Harvesting, Drying & Storing Thyme
Harvest the leaves as you need them, all summer. Although the flavor is most concentrated before the plants bloom, thyme is so aromatic that the leaves have good flavor all the time. Strip the the tiny leaves from their woody stems before using. Pinch the end of the stem with your thumb and forefinger and pull up the stalk. Remove any of the peripheral twigs.
You can dry the entire stem or the tiny leaves. The small leaves will dry more quickly, but the leaves are easily removed from the stems once dried.
- Cut healthy branches and remove any that are dried out.
- If necessary, rinse with water and dry thoroughly. Wet herbs will mold.
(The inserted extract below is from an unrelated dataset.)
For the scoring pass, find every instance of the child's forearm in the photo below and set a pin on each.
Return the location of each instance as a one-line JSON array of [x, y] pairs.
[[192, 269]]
Choose a dark place where the temperature is at least 50 degrees F. and the humidity is low.
- Remove the bottom leaves along the bottom inch of the stem.
- Bundle 4 to 6 branches together, using string or a rubber band. The herb will shrink as it dries, so check periodically to make sure the branches are not slipping out of the bundle.
- Punch several holes in a labeled paper bag and place the herb bundle upside down in the bag. Gather the ends of the bag around the bundle and tie closed, making sure the herbs are not crowded. Putting the herbs in bag will help keep out dust.
- Hang the bag in a dark, well ventilated room.
- Check to see how the drying is progressing, and then weekly, until the herb is completely dried.
Lay the cut plants on sheets of newspaper or a fine screen and allow them to dry in the warm shade. When dry, the leaves will separate from the woody stems easily when rubbed lightly.
Using a Dehydrator:
This method is fast and protects against possible mold. Place the thyme branches in a single layer on the racks that come with the unit. Drying should take less than two days, and the leaves can be stripped of the stem.
- Store your thyme in an airtight container in a dark or dimly lit place.
- Check periodically and discard any that show signs of mold.